Facebook Announces More Ways to Publish to Users Who Click Like Buttons - emmanuelory
http://www.insidefacebook.com/2011/02/23/how-publish-like-button/

======
WillyF
Maybe it's just me, but I find the whole Facebook Like system very confusing.
This is a small step forward, but Facebook still hasn't fixed the core
problems that make it so frustrating.

I have a Facebook page (that I use for both of my two closely related sites)
that has a lot of likes. Each of my sites has its own likes, but not nearly as
many as my page. Then there are pages on my sites with likes too. I choose to
keep promoting my Page because it has the most likes. Obviously, I'd rather
show people a link with 3k likes than 500 likes.

Why can't I bring these all together in one place?
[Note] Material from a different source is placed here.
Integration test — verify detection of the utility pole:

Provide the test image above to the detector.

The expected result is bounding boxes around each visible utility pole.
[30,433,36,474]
If I could register my URLs
with my page, then everyone who likes anything on my site would Like my Page.
There would be subsets of the Likers (I think it made more sense when we
called them Fans), and I could Publish special content to them. But I want to
be able to Publish to everybody who Likes my stuff with one click of a button.
I don't want to send the same message to 12 different groups through 12
different interfaces.

This is the price that I pay for being an early adopter. First I had a Group.
Then I had a Share button. Then a Facebook Fan Page. Now a Page and Like
buttons. I have no confidence that Facebook won't come up with something new
and make me start all over again. And it's why I don't invest more time (or
money) in Facebook marketing.

It also bugs me that the "Share" functionality is actually better for a site
owner than a Like; however, I've been forced into using Like (until now) so
that I can Publish to the people who Like my site.